Key Signs You Have a Budgeting Problem

Key Signs You Have a Budgeting Problem

Key Signs You Have a Budgeting Problem

Many people suffer from budgeting problems in their lifetimes – it’s not an uncommon ailment, but it can have consequences that permeate beyond simple inconveniences and can snowball into much larger problems.  


If you find yourself living from paycheck to paycheck and struggling to cover basic expenses, this might be an indicator that you’re suffering from a budgeting problem. You may also have other issues such as high credit card balances, a lack of emergency savings, and an inclination for overspending or impulse buying.  


Budgeting problems often result in circular or self-perpetuating patterns of behaviour – for example, having a lack of funds might encourage you to take out high-interest loans that are hard to pay back. The subsequent increase in debt might encourage one to take out another loan, and the pattern continues. Ignoring these patterns of behaviour is bad for your financial health, but could also result in a poor lifestyle replete with stressors and discomfort. 


There are a variety of solutions to having budgeting problems; one of the best ways to start is to create a detailed budget for yourself. Ideally, write it up so you can have a physical copy to look at – not only is this practical, but it can also solidify the commitments in your mind once it’s committed to paper. Have a look at any unnecessary expenses you might have – dining out, subscriptions, impulse purchases, and random recreational activities are all generally considered to be non-essential.
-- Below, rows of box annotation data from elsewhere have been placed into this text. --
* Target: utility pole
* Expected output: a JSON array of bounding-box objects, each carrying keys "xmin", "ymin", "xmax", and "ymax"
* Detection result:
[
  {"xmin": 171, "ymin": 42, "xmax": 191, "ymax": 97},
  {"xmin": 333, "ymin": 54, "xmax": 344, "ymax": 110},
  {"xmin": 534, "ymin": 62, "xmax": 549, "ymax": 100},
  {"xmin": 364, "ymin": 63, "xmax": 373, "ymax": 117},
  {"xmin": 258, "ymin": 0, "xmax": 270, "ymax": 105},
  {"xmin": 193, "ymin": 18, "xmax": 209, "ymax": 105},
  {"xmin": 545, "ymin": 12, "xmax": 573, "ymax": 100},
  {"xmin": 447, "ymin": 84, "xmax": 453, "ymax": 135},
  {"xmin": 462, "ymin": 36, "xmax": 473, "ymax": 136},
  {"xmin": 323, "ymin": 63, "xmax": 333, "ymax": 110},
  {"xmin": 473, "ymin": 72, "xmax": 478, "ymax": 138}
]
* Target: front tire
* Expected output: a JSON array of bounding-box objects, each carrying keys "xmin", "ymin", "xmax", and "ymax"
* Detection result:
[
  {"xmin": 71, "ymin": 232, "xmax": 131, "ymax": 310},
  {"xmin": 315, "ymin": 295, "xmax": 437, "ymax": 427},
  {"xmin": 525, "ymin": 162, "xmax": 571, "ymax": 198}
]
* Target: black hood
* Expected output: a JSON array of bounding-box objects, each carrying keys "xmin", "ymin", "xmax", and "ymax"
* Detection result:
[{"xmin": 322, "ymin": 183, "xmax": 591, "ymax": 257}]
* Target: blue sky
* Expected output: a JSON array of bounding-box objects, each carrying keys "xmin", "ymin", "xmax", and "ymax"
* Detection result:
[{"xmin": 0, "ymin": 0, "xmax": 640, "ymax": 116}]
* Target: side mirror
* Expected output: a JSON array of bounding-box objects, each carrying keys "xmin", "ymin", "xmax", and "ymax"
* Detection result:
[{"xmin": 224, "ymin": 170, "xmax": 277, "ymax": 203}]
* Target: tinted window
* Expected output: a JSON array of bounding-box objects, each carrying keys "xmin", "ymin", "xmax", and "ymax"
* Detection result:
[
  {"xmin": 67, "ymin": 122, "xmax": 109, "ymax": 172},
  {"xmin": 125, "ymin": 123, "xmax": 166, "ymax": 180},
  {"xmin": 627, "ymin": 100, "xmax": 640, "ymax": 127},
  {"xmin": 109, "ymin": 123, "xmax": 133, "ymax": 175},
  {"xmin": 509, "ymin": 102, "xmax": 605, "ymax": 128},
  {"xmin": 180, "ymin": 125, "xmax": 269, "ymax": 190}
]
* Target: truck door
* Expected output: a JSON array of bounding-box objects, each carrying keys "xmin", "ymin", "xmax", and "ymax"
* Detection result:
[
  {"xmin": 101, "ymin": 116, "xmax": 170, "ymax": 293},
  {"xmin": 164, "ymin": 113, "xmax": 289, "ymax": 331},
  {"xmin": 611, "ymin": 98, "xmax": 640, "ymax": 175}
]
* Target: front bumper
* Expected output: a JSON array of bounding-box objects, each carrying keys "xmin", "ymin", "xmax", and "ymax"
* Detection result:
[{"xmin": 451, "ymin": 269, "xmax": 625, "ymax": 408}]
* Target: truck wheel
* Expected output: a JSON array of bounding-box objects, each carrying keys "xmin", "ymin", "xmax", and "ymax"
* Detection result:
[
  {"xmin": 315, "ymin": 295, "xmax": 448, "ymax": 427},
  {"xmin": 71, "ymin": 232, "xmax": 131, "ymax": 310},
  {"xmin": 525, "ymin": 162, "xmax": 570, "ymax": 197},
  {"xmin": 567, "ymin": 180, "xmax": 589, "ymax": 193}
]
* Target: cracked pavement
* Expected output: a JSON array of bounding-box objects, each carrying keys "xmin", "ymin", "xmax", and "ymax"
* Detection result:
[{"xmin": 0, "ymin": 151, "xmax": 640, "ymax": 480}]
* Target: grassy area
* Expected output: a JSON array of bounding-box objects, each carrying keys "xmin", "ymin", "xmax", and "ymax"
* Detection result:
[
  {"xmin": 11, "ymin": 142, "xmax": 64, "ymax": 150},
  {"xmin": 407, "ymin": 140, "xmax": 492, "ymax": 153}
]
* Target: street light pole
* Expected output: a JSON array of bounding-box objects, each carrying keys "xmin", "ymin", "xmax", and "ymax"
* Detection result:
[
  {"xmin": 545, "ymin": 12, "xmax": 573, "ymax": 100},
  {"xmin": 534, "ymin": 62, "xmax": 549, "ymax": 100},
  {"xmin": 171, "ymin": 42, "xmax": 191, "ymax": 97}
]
You can cross-reference your activities with your budget, and perhaps have a look at your spending history to make yourself aware of your habits. 


Another important goal to have if you’re suffering from a budgeting problem is to develop an emergency fund. This should be a priority – it will bring you financial stability and is also a great starting point when allocating your expenses, as it assists you in prioritising your spending and quantifying your habits. You may want to establish other financial goals that are particular to your circumstances – for example, you could try to pay off some debts, save for a holiday, or plan for retirement. Just like saving for an emergency fund, this helps prioritise and quantify your incomes and outcomes and can bring perspective to your priorities. If you’re consistently struggling to grapple with these financial ambitions, I’d also consider seeking some form of professional help from a financial advisor or credit counsellor.